Search code examples
rquanteda

Cannot modify docnames of corpus when using get()


I am trying to modify the docnames of a list of corpus objects through a for-loop. Usually, I use the function get() to access a given object while moving through the loop. It seems I cannot do this within the function docnames() of the package quanteda. I always get this error (conditional on your input object which in my case is listofcorpora):

Error in get(listofcorpora[i]) <- `*vtmp*` : 
  could not find function "get<-"

Please, find below a minimal with just two corpora. Originally, I have many more.

library(quanteda)
#> Package version: 2.0.0
#> Parallel computing: 2 of 8 threads used.
#> See https://quanteda.io for tutorials and examples.
#> 
#> Attaching package: 'quanteda'
#> The following object is masked from 'package:utils':
#> 
#>     View
library(stringr)

corp_2015_qtr1 <- corpus( c("The first document of the first corpus.",
                           "The second document of the first corpus" ) )
corp_2015_qtr2 <- corpus( c("The first document of the second corpus.",
                           "The second document of the second corpus" ) )

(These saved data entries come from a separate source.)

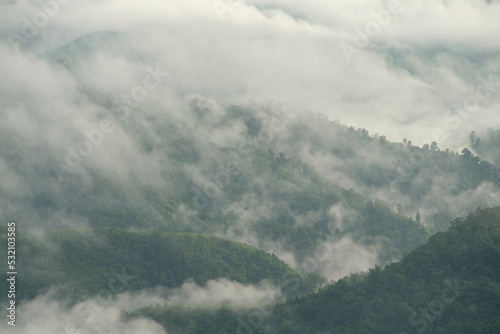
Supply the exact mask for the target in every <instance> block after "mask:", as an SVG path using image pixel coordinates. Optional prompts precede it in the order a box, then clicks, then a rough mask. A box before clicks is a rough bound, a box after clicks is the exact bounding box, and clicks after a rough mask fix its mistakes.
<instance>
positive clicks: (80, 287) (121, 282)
mask: <svg viewBox="0 0 500 334" xmlns="http://www.w3.org/2000/svg"><path fill="white" fill-rule="evenodd" d="M2 240H3V239H2ZM2 244H3V242H2ZM17 244H18V252H17V253H18V256H17V268H18V272H19V275H18V292H19V294H18V296H17V298H18V300H21V299H23V298H33V297H35V295H36V294H37V293H41V292H44V291H46V290H47V289H48V288H50V287H58V288H59V289H60V291H59V292H58V294H57V295H58V296H62V297H64V298H75V300H80V299H82V298H84V297H86V296H92V295H97V294H104V295H111V294H116V293H120V292H125V291H135V290H140V289H147V288H152V287H155V286H165V287H178V286H180V285H181V284H182V283H184V282H185V281H186V280H187V279H190V280H191V281H193V282H195V283H197V284H198V285H203V284H205V283H206V282H207V281H208V280H212V279H217V278H227V279H229V280H234V281H237V282H241V283H258V282H259V281H261V280H263V279H268V280H269V281H271V282H275V283H279V281H280V280H282V278H283V277H284V276H290V277H295V278H298V275H297V274H296V273H294V272H293V271H292V270H291V269H290V267H288V265H286V264H285V263H284V262H283V261H281V260H279V259H278V258H277V257H276V256H273V255H270V254H267V253H265V252H263V251H261V250H257V249H255V248H253V247H250V246H248V245H245V244H241V243H236V242H232V241H229V240H224V239H222V238H218V237H214V236H208V235H199V234H189V233H182V234H169V233H159V232H127V231H124V230H119V229H99V230H94V231H86V232H77V231H69V230H67V231H55V232H49V233H46V234H45V235H44V236H43V237H39V238H35V237H33V236H27V237H21V238H18V239H17ZM309 279H310V280H309V281H307V282H306V281H305V280H303V279H300V281H301V283H302V285H301V289H302V290H301V291H302V292H303V293H304V292H307V291H310V289H312V288H314V287H315V286H316V284H318V283H319V282H320V281H321V280H322V279H321V277H319V276H317V275H316V276H309ZM4 282H5V281H2V282H1V283H0V287H1V288H5V289H7V285H6V283H4ZM6 291H7V290H6Z"/></svg>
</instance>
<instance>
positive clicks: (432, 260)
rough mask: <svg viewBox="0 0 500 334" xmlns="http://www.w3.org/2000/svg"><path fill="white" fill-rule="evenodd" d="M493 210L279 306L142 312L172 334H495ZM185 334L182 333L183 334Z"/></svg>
mask: <svg viewBox="0 0 500 334" xmlns="http://www.w3.org/2000/svg"><path fill="white" fill-rule="evenodd" d="M499 261H500V207H496V208H493V209H484V210H477V211H476V212H475V213H472V214H470V215H469V216H468V217H467V219H466V220H463V219H461V218H457V219H455V220H454V221H453V222H452V224H451V227H450V228H449V229H448V230H447V231H446V232H440V233H437V234H436V235H434V236H432V237H431V238H430V239H429V241H428V242H427V243H426V244H425V245H422V246H420V247H418V248H417V249H415V250H414V251H412V252H411V253H410V254H408V255H406V256H405V257H404V258H403V259H402V260H401V261H400V262H396V263H392V264H390V265H387V266H386V267H384V268H381V267H379V266H377V267H375V268H373V269H370V270H369V271H368V272H364V273H358V274H352V275H350V276H349V277H344V278H342V279H340V280H338V281H337V282H335V283H333V284H331V285H328V286H326V287H324V288H322V289H320V291H319V292H317V293H312V294H309V295H307V296H305V297H300V298H295V299H290V300H288V301H286V302H284V303H282V304H278V305H264V306H261V307H259V308H251V309H244V308H240V309H233V310H228V309H227V308H212V309H210V308H208V309H207V308H200V309H197V310H196V309H194V310H193V309H187V310H184V311H182V310H180V309H179V308H168V307H167V308H144V309H141V310H138V311H135V312H132V313H130V314H129V316H131V317H136V316H139V315H140V316H150V317H153V318H154V319H155V320H156V321H158V322H159V323H161V324H163V325H164V326H165V328H167V329H168V330H173V333H177V331H175V330H176V326H175V324H176V323H179V321H184V322H185V323H184V324H185V326H184V327H183V328H189V329H190V331H188V332H187V333H220V332H225V333H273V334H274V333H287V334H288V333H290V334H293V333H297V334H298V333H301V334H302V333H311V334H316V333H425V332H428V333H485V334H486V333H488V334H493V333H498V332H499V331H500V320H499V319H498V314H499V312H500V302H499V301H500V269H499V268H500V267H499V263H500V262H499ZM169 333H170V331H169ZM185 333H186V332H185Z"/></svg>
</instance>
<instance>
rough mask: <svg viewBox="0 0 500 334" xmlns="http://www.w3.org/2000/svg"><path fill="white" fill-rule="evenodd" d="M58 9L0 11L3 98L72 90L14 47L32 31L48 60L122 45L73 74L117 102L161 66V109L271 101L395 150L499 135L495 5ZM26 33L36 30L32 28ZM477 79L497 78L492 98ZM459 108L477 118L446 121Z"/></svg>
mask: <svg viewBox="0 0 500 334" xmlns="http://www.w3.org/2000/svg"><path fill="white" fill-rule="evenodd" d="M60 2H61V3H59V2H54V1H52V2H51V1H48V2H47V5H45V6H42V7H41V5H40V3H39V2H38V1H10V2H9V1H4V2H3V3H2V5H1V7H0V8H1V10H0V21H1V22H2V23H1V25H0V29H1V31H0V33H1V35H2V36H3V41H2V45H1V47H0V60H1V62H0V71H1V73H2V74H4V75H5V76H4V78H5V77H6V78H7V80H3V82H2V84H1V85H2V87H0V88H2V91H3V92H4V93H10V94H11V96H16V95H17V96H18V95H19V94H22V93H23V92H25V91H26V89H30V91H31V92H33V93H34V94H35V95H36V97H35V98H40V99H44V100H47V99H50V98H52V99H53V101H50V104H51V105H54V104H55V103H56V101H54V100H57V101H61V100H62V101H64V100H65V99H67V98H68V97H69V96H71V94H72V93H73V89H74V86H77V83H75V82H74V81H73V80H74V78H68V77H67V76H66V75H65V74H64V73H62V72H61V71H60V70H58V69H54V67H53V66H48V65H47V64H46V63H45V61H44V60H43V59H40V58H37V57H35V56H33V55H30V54H29V53H28V52H27V51H19V50H18V51H16V50H15V48H14V49H13V48H12V44H15V43H12V39H13V38H12V35H9V33H14V34H17V35H18V36H22V34H23V29H24V33H25V37H26V36H28V38H26V43H27V44H29V49H30V50H32V51H33V52H34V54H35V55H38V54H42V55H44V54H48V53H50V51H52V50H54V49H56V48H57V47H59V46H61V45H64V44H66V43H68V42H71V41H72V40H74V39H76V38H78V37H80V36H82V35H86V34H91V33H95V32H98V31H109V30H110V31H115V32H118V33H120V34H123V36H125V37H124V38H123V39H122V40H120V43H119V44H116V45H120V47H116V45H114V44H113V41H111V42H110V41H106V42H104V45H103V47H102V48H101V49H100V51H99V52H96V53H95V54H91V57H90V58H88V59H86V60H85V61H83V62H81V63H80V64H79V67H78V68H76V69H74V70H75V73H78V74H79V75H81V78H79V80H84V81H85V84H89V85H90V84H92V85H93V86H94V87H95V88H97V89H98V90H101V91H102V92H106V93H113V94H116V96H117V98H118V97H119V96H120V94H121V92H127V91H130V89H131V88H132V87H134V85H135V84H136V83H137V82H138V81H139V82H140V80H141V75H143V74H141V73H144V65H145V64H146V65H149V66H152V67H154V66H155V65H156V64H159V65H160V67H161V68H162V69H163V70H164V71H165V72H169V73H170V76H169V79H168V80H166V82H164V83H163V84H162V88H161V89H163V91H162V93H161V94H162V98H163V99H165V98H166V97H165V95H169V96H170V97H171V98H172V99H174V100H175V99H178V100H179V101H182V100H183V99H185V98H186V97H190V96H200V97H207V98H210V99H215V100H217V101H218V102H220V103H234V102H242V103H247V102H248V101H251V100H253V101H257V102H261V101H267V100H271V101H274V102H281V103H284V104H285V105H286V106H288V107H289V109H290V110H291V111H293V110H296V109H298V110H300V109H302V110H306V111H309V112H322V113H324V114H326V115H328V117H329V118H330V119H332V120H333V119H339V120H340V121H341V122H342V123H344V124H348V125H353V126H356V127H364V128H367V129H368V130H369V131H370V132H371V133H375V132H378V133H380V134H386V135H387V136H388V138H389V139H390V140H394V141H400V140H401V139H402V138H404V137H407V138H409V139H411V140H412V141H413V143H414V144H417V145H421V144H423V143H424V141H429V140H431V139H434V140H437V141H438V142H439V143H440V146H441V147H446V146H449V147H451V148H455V147H458V146H460V144H461V143H463V142H466V140H467V134H468V133H469V132H470V130H471V129H476V130H480V129H482V128H483V127H487V126H496V125H497V124H500V122H499V121H500V119H499V116H498V115H497V114H498V113H495V110H498V108H499V105H500V104H499V101H500V98H499V95H500V83H499V82H500V62H499V61H498V60H499V49H500V42H499V40H498V34H497V33H496V32H498V31H500V6H499V3H498V2H492V3H487V2H486V1H482V0H481V1H480V0H472V1H460V0H443V1H417V2H414V1H412V2H406V1H405V2H401V3H399V2H398V1H396V0H391V1H359V0H354V1H353V0H348V1H347V0H341V1H295V0H292V1H289V0H287V1H280V0H255V1H237V2H231V1H222V0H221V1H218V0H217V1H212V0H206V1H205V0H186V1H154V0H147V1H141V2H137V1H127V0H120V1H107V0H104V1H85V2H84V3H81V2H77V1H66V3H64V2H65V1H62V0H60ZM42 9H45V11H46V12H50V14H51V15H52V17H51V16H50V15H46V14H44V12H43V11H42ZM389 10H390V11H389ZM377 20H378V22H379V23H377ZM27 21H29V23H26V22H27ZM31 24H33V26H32V27H34V28H35V29H36V30H37V31H36V32H35V33H33V30H32V28H26V27H29V26H30V25H31ZM37 26H38V27H37ZM30 29H31V30H30ZM366 33H368V35H364V36H362V35H361V34H366ZM29 34H31V35H32V36H33V37H31V36H29ZM8 36H10V41H9V39H8ZM367 36H368V37H367ZM367 39H369V40H367ZM108 42H109V43H108ZM115 42H116V41H115ZM490 75H491V76H492V79H489V76H490ZM481 78H485V79H486V80H489V81H490V84H489V85H488V87H487V88H485V87H484V85H480V83H481V80H482V79H481ZM491 80H492V82H491ZM80 83H81V82H80ZM477 91H478V92H479V93H477ZM478 94H479V95H478ZM476 95H478V96H479V97H480V98H482V99H479V98H478V97H477V96H476ZM464 103H465V104H468V106H469V110H468V111H467V110H464V111H462V112H461V113H460V108H458V107H453V108H452V109H451V110H450V107H451V106H453V105H458V106H459V105H460V104H464ZM453 109H456V110H453ZM19 117H20V116H19ZM59 118H62V117H59ZM70 118H71V117H70ZM439 129H440V130H442V131H439Z"/></svg>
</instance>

listofcorpora <- objects( pattern = "corp_\\d+" )

for ( i in seq_along( listofcorpora ) ) {
  current_year <- as.integer( str_extract( listofcorpora[ i ], "\\d+" ) )  current_qtr <- as.integer( str_extract( listofcorpora[ i ], "(?<=QTR)\\d" ) )
  current_docname <- str_c( current_year, 
                           "_qtr_", 
                           current_qtr, "_",
                           formatC( seq_len( ndoc( get( listofcorpora[ i ] ) ) ),
                                    width = 5, flag = "0" ) )
  docnames( get( listofcorpora[ i ] ) ) <- current_docname

}
#> Error in get(listofcorpora[i]) <- `*vtmp*`: could not find function "get<-"

Created on 2020-04-15 by the reprex package (v0.3.0)

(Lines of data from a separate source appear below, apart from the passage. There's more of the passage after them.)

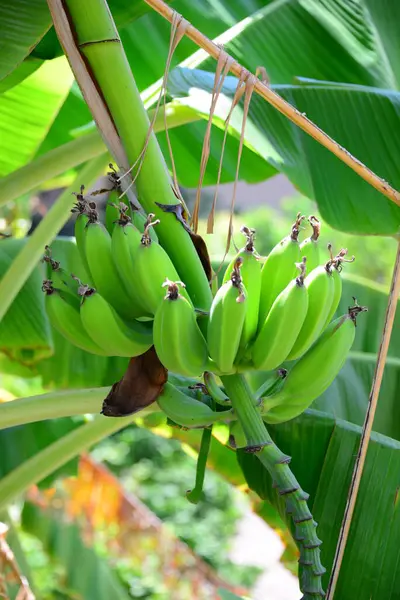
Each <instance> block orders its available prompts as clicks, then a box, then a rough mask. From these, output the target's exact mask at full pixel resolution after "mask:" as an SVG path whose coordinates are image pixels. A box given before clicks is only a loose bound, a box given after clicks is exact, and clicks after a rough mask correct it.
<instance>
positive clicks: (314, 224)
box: [300, 215, 321, 273]
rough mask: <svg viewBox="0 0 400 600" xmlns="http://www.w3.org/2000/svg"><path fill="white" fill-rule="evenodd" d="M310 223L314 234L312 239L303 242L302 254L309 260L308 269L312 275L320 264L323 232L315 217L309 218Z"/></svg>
mask: <svg viewBox="0 0 400 600" xmlns="http://www.w3.org/2000/svg"><path fill="white" fill-rule="evenodd" d="M308 222H309V223H310V225H311V227H312V228H313V232H312V234H311V235H310V237H308V238H306V239H305V240H303V241H302V242H301V244H300V253H301V256H302V257H305V258H306V259H307V269H308V272H309V273H311V271H313V270H314V269H316V268H317V267H318V265H319V264H320V257H319V248H318V238H319V235H320V232H321V223H320V222H319V220H318V219H317V217H315V216H314V215H310V216H309V217H308Z"/></svg>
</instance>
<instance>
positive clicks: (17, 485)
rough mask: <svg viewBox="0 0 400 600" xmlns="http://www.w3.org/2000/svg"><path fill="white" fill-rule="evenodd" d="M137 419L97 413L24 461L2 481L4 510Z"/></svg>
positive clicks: (0, 505)
mask: <svg viewBox="0 0 400 600" xmlns="http://www.w3.org/2000/svg"><path fill="white" fill-rule="evenodd" d="M10 404H11V403H10ZM133 420H134V417H132V416H131V417H123V418H119V419H107V418H105V417H100V416H99V417H95V418H94V419H93V421H91V422H89V423H85V425H82V426H80V427H78V428H77V429H75V430H74V431H71V432H70V433H68V434H67V435H64V436H63V437H62V438H61V439H59V440H57V441H56V442H53V444H50V446H47V447H46V448H45V449H44V450H42V451H40V452H38V453H37V454H35V455H34V456H32V457H31V458H29V459H28V460H26V461H24V462H23V463H22V464H21V465H20V466H19V467H17V468H16V469H14V470H13V471H11V472H10V473H9V474H8V475H6V476H5V477H3V478H2V480H1V481H0V510H2V509H4V508H5V507H6V506H7V505H8V504H10V502H13V501H14V500H15V499H16V498H17V497H18V496H19V495H20V494H22V493H23V492H24V491H25V490H26V489H27V488H28V487H29V486H30V485H33V484H35V483H38V482H39V481H41V480H42V479H44V478H45V477H47V476H48V475H50V474H51V473H53V472H54V471H55V470H56V469H58V468H59V467H61V466H62V465H64V464H65V463H67V462H68V461H69V460H71V459H72V458H74V457H75V456H77V455H78V454H80V453H81V452H83V451H84V450H87V449H88V448H90V447H91V446H93V444H96V443H97V442H99V441H100V440H102V439H103V438H105V437H107V436H109V435H111V434H112V433H115V432H116V431H118V430H120V429H122V428H123V427H126V426H127V425H129V424H130V423H132V421H133Z"/></svg>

The same error is raised whenever I use docvars() in the same fashion.

Thanks!


Solution

  • I don't know where you got the RData files from but generally it makes more sense to save objects via saveRDS and load them with object <- readRDS so you can control the object name or load the file directly into a list.

    In your case I would turn your objects into a list via (as suggested by @phiver in the comments):

    corpora_l <- lapply(listofcorpora, get)
    names(corpora_l) <- listofcorpora
    

    To get a cleaner environment you can now delete the superfluous objects:

    # remove unnecessary objects
    rm(list = c(listofcorpora, "listofcorpora"))
    

    Working with this list seems easier in my opionion and more importantly: docnames() works with list objects:

    for (i in seq_along(corpora_l)) {
      current_name <- names(corpora_l)[i]
      current_year <- as.integer( str_extract( current_name, "\\d+" ) )  
      current_qtr <- as.integer( str_extract( current_name, "(?<=qtr)\\d" ) )
      current_docname <- str_c( current_year, 
                                "_qtr_", 
                                current_qtr, "_",
                                formatC( seq_len( ndoc( corpora_l[[i]] ) ),
                                         width = 5, flag = "0" ) )
      docnames( corpora_l[[i]] ) <- current_docname
    }
    

    Also: I don't know what your plan is regarding the docnames, but it seems the year-qtr is more of a document variable. So you could change the last line in the loop to:

    docvars(corpora_l[[i]], field = "quarter") <- str_c(current_year, 
                                                        "_qtr_", 
                                                        current_qtr)
    

    Sorry I butchered your style there. I'm not used to the amount of spaces you leave in your code.